Ma fille est née. Il est 3h du matin, peut-être 4. Je n'ai aucune notion du temps. Nous avons passé plusieurs heures dans la salle de naissance après sa naissance.

Je ne réalise pas.

Je suis épuisée.

45h de travail, c'est éreintant. Mais elle est là, encore plus belle que ce que j'avais imaginé.

Le vide dans mon ventre me perturbe. Le sang qui s'échappe me surprend. Donner naissance, c'est pas n'importe quoi.

Il règne un silence absolu. Pourtant dans ma tête, tout est tellement bruyant.

Je l'aime, c'est sûr. Je ne sais pas pourquoi, je ne la connais pas. Et pourtant je l'aime à en avoir mal.

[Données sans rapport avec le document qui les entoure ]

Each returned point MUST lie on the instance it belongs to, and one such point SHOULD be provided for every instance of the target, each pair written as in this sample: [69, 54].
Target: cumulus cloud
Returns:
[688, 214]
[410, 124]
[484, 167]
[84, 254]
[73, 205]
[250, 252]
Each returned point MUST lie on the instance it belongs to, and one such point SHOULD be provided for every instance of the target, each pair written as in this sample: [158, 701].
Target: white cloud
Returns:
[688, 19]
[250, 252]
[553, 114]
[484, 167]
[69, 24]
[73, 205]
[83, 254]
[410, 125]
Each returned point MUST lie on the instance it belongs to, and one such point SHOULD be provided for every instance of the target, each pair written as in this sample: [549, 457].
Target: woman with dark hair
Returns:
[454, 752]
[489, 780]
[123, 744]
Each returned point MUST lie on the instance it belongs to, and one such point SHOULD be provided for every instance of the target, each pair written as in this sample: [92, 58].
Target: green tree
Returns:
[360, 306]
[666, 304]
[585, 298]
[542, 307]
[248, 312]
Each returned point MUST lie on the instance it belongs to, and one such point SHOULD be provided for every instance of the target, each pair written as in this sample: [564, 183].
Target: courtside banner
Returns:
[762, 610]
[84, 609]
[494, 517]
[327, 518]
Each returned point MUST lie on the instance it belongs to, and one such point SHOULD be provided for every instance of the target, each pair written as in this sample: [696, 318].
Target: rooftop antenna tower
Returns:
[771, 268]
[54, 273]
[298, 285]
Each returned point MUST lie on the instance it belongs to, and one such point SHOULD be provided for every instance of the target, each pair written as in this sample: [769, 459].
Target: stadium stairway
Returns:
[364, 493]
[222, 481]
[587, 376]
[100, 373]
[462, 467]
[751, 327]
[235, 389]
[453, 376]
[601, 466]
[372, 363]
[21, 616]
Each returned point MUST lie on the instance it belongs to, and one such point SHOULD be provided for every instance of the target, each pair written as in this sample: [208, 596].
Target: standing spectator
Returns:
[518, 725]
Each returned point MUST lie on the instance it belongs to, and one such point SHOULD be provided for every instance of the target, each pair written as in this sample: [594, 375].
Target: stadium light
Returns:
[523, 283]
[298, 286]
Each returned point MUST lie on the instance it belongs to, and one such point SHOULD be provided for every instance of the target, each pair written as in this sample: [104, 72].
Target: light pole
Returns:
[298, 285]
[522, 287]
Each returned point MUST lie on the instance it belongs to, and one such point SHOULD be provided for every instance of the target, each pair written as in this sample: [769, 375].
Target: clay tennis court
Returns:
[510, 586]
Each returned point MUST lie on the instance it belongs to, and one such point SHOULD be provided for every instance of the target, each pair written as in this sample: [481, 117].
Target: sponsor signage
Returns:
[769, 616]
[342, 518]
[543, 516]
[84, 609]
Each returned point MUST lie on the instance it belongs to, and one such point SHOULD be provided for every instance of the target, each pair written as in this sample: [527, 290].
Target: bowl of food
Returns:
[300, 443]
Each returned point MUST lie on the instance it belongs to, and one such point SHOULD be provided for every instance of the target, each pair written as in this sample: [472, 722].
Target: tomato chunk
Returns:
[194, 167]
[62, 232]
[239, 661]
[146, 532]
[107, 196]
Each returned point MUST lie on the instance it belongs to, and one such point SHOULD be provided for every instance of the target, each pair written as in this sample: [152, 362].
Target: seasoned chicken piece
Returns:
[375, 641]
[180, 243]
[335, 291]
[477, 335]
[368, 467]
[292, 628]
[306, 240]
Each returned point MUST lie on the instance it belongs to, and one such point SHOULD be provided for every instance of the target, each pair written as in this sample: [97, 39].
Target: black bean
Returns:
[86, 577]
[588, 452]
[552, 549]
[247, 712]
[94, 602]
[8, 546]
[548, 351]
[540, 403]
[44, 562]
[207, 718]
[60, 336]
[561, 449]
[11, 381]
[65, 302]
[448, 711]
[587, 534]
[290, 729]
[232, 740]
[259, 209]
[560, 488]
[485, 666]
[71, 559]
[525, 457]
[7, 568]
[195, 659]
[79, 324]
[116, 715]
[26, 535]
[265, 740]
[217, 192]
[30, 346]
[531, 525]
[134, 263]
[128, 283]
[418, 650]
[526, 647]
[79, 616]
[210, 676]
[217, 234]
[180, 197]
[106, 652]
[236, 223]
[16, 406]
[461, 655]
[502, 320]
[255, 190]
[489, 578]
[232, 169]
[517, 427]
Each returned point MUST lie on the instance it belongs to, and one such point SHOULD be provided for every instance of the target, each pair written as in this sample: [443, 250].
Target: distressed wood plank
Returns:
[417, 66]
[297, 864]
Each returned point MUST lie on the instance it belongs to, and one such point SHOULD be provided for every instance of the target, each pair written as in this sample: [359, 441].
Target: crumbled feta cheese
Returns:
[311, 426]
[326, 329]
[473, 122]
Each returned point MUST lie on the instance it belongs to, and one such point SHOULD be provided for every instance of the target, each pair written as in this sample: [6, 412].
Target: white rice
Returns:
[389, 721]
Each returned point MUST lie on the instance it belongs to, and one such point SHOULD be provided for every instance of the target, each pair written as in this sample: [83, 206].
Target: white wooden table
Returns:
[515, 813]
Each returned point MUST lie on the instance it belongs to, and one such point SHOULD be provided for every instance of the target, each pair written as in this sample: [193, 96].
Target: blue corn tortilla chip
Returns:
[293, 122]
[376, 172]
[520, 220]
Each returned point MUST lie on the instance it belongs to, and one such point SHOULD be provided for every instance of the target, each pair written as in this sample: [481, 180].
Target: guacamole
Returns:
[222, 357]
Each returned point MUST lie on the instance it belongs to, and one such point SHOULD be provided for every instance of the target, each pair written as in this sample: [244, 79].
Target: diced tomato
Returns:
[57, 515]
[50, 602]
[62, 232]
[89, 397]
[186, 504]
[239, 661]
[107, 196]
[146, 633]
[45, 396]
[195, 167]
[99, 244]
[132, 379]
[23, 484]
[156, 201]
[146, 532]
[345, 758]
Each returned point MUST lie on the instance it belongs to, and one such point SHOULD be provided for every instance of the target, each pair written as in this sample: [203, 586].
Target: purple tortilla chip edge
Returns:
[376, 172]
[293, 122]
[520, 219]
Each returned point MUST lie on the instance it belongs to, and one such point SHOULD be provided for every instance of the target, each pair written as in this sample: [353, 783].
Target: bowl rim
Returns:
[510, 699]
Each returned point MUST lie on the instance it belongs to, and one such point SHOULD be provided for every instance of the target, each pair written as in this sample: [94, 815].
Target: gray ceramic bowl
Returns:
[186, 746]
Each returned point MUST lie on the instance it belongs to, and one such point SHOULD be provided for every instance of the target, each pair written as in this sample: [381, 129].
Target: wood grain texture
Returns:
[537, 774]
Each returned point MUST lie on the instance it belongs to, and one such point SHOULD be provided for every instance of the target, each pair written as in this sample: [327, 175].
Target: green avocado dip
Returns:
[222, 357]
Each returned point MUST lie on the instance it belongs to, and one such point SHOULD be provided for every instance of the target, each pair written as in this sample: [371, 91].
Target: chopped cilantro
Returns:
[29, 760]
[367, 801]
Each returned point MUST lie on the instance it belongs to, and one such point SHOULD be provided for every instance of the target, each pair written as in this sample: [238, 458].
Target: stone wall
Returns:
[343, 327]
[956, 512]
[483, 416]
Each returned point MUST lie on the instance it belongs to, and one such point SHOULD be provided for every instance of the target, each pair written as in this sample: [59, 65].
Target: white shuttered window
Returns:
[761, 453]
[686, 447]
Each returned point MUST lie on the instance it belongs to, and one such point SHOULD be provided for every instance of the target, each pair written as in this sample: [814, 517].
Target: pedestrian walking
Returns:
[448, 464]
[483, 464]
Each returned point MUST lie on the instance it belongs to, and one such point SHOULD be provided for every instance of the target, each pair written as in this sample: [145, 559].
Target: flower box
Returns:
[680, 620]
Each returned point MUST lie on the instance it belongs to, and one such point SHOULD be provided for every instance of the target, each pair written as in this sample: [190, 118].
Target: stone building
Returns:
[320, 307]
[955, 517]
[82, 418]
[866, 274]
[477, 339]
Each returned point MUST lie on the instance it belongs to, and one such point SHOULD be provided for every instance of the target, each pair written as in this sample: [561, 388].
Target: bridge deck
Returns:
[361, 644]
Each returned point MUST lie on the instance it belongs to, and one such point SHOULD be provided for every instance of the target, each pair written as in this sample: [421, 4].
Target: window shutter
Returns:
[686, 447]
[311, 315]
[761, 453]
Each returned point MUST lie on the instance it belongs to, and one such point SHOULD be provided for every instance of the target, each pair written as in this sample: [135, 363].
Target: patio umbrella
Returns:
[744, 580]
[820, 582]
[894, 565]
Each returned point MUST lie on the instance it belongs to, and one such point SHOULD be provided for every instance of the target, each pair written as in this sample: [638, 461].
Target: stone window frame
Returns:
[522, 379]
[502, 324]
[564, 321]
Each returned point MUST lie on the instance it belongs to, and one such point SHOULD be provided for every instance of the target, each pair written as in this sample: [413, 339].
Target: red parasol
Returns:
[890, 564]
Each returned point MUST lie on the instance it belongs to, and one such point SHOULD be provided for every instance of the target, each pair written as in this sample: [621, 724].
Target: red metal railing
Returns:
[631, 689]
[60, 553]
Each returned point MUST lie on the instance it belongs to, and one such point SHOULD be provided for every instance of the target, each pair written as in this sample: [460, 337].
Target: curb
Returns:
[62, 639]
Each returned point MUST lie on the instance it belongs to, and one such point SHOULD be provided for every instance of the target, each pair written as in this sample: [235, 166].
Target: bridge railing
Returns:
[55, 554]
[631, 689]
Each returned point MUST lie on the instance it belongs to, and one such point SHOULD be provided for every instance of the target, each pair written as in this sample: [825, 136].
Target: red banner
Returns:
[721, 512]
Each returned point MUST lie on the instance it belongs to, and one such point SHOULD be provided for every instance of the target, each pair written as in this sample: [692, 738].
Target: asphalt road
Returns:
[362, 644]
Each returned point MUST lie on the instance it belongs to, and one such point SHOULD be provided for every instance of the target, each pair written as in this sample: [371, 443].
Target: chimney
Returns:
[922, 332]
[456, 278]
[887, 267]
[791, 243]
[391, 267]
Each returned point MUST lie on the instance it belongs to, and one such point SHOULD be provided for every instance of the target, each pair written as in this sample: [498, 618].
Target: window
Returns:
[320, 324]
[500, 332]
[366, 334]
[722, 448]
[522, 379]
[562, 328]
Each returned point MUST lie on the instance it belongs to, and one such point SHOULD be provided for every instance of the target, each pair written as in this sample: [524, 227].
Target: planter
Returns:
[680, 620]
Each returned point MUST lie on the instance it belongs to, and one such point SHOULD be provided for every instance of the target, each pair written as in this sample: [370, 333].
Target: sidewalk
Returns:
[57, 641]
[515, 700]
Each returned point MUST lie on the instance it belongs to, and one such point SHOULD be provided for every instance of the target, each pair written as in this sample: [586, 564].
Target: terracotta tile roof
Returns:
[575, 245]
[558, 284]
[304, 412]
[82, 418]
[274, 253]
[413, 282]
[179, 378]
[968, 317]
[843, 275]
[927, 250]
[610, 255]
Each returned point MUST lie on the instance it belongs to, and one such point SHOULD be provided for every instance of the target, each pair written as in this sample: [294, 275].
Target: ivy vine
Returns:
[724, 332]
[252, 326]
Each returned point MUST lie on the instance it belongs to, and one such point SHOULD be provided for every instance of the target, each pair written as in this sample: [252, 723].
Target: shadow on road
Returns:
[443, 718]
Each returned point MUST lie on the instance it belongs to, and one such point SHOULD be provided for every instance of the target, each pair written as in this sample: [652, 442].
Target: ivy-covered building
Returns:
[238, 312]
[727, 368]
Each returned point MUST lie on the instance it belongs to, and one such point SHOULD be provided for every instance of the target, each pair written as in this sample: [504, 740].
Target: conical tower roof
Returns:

C'est donc ça, être maman ?

C'était donc toi. Les petits coups de pied de 22h, les nausées du premier trimestre, la joie immense mêlée à la peur. C'était toi. Je te vois enfin.

Nous arrivons en chambre. Ma princesse dans les bras de son père. Moi, poussée par les sages-femmes. Du coin de l'œil je vois mon mari, les larmes aux yeux, une lueur de fierté dans sa démarche. Je suis si heureuse de lui avoir donné un enfant.

La chambre est jolie, spacieuse. Mais je suis si fatiguée que je fais à peine attention. Le cathéter toujours accroché à ma main, je demande à la sage-femme de me le retirer. Trop tôt. Elle me demande d'abord d'aller uriner.

Je me lève péniblement du fauteuil roulant. Je titube et manque de tomber.

« Vous allez bien ? »

« Oui oui, ça va. »

Je ne veux pas l'alerter. Je veux juste que ça cesse. Laissez-moi dormir.

Me voyant tituber, difficile à cacher, elle m'attrape le bras.

« Oula non Madame, ça n'a pas l'air d'aller. »

« Si, je vais très bien. Je n'ai juste pas mangé depuis longtemps. »

Elles finissent par m'apporter mon plateau repas. Je grignote à moitié. La fatigue est trop intense.

Nous finissons par nous allonger. Mon bébé à ma gauche. Je l'observe en silence.

Je ne réalise toujours pas que ma vie ne sera jamais plus la même.